The northern Greek village Anargyroi will need to be expropriated as a result of a devastating landslide at the Amynteo coal mine, close to Florina, energy minister Giorgos Stathakis has told villagers at a local gathering.
A legislative amendment intended to enable swift expropriation procedures for the village locals will be carried out this week, the Athens News Agency reported.
The landslide has caused multiple problems for the main power utility PPC, ranging from its ability to keep perform lignite mining operations in the area to a prospective unit sale list that must be prepared by the dominant electricity producer and supplier as a bailout requirement.
PPC needs to prepare a sale list of lignite-fired power stations representing 40 percent of its total capacity.

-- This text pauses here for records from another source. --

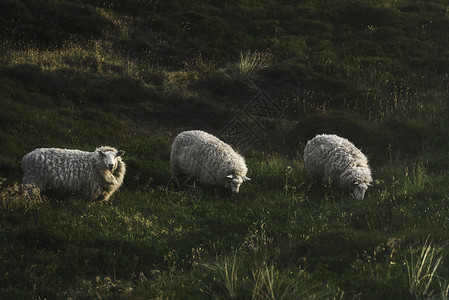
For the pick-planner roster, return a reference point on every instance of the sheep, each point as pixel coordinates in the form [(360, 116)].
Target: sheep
[(93, 175), (203, 156), (333, 159)]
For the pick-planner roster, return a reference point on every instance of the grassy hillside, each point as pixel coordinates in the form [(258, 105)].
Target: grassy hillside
[(133, 74)]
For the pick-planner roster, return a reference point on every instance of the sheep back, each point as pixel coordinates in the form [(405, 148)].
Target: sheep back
[(335, 159), (70, 171), (205, 157)]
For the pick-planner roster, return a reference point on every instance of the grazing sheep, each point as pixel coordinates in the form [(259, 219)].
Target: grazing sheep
[(334, 159), (201, 155), (93, 175)]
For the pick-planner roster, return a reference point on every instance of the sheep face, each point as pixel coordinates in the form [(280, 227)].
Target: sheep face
[(359, 189), (110, 159), (234, 182)]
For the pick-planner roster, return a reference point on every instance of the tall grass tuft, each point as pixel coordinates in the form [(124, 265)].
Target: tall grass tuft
[(422, 272), (245, 71), (18, 199), (227, 276)]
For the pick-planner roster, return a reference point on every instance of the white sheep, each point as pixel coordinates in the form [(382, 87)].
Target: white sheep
[(203, 156), (333, 159), (93, 175)]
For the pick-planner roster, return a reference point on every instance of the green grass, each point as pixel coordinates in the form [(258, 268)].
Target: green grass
[(133, 74)]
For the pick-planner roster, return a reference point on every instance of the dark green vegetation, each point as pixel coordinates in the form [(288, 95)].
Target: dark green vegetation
[(132, 74)]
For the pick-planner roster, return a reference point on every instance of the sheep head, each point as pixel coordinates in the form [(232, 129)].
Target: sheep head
[(234, 182), (110, 158)]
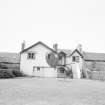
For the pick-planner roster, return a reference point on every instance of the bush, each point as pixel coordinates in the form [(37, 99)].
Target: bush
[(17, 73), (3, 66), (6, 74)]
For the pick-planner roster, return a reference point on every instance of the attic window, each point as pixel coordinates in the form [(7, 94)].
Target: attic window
[(31, 56), (49, 56), (75, 58)]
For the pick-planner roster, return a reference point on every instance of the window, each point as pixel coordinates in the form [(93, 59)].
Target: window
[(75, 58), (38, 68), (31, 56), (49, 56)]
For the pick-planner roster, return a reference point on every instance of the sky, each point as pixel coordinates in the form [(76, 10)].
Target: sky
[(65, 22)]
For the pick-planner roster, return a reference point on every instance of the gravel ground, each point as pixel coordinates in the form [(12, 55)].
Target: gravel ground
[(51, 91)]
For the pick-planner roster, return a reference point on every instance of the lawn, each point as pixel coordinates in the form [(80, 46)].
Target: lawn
[(50, 91)]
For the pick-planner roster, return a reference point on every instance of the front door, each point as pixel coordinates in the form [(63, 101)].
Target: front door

This list was originally scheduled to be completed by the end of this month but doubts have now crept in.
PPC’s two lignite-fired power stations at Amynteo, whose capacity totals 600 MW, will be sidelined for as long as the mine remains closed. The mine supplies both these power stations.
Both power stations were undergoing maintenance work and expected to reopen in October or possibly sooner if the heightened electricity demand anticipated during the summer months required their contributions to the grid.

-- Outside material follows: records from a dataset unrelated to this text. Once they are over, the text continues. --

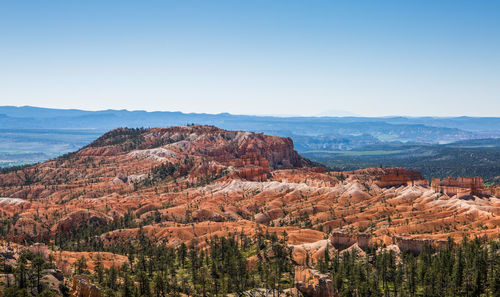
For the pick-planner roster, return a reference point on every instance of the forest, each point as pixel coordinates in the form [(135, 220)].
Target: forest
[(236, 264)]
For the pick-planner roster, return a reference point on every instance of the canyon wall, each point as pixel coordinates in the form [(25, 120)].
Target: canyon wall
[(462, 186), (391, 177)]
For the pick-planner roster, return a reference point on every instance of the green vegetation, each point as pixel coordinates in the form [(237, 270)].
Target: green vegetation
[(237, 263), (468, 158)]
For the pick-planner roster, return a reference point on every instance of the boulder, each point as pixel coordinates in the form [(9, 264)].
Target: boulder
[(83, 288), (312, 283)]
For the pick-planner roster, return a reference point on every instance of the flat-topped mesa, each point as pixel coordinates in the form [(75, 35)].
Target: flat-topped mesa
[(462, 186), (391, 177)]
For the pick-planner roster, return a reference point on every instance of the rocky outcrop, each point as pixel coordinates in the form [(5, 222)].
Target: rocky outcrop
[(74, 220), (392, 177), (462, 186), (342, 240), (416, 246), (312, 283), (83, 288)]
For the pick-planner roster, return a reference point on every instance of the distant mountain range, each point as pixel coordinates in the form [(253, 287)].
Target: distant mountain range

Four excavating units, whose value is estimated at 50 million euros, were damaged by the landslide, while the mine is estimated to possess 30 million tons of lignite, which, at a price of 20 euros per ton, would be worth between 500 million and 600 million euros.
PPC officials have yet to make a precise evaluation of the overall damage. This will not be possible until the millions of tons currently covering the mine are removed. This will be a time consuming process. Once cleared, utility officials will be able to determine whether future mining activity at the mine remains feasible, when work could recommence, and under what conditions.
“Never before have I experienced such damage,” a PPC mining engineer told energypress, adding that the damage for the utility would reach hundreds of millions of euros. Much will depend on the extent to which the mine’s deposit has been fragmented, the official noted.
PPC employs 600 persons at the Amynteo mine. The utility will keep paying their wages for as long as the mine remains shut, PPC has informed.
Prior to the landslide’s devastation, the Amynteo lignite-fired power stations were estimated to have 17,000 hours of life remaining. Plans had been made for the units to operate over the next two winter seasons, in 2018 and 2019, for the extraction of as much of the mine’s 30 million tons of coal as possible. All calculations are now up in the air.
Just months ago, China Shenhua Group, one of China’s biggest coal and energy trading corporations, had expressed an interest to participate in the upgrade project of the ageing Amynteo facility, despite its limited operating time.
The prospects for the Amynteo lignite-fired power stations have changed as transporting coal from other locations would entail an enormous cost.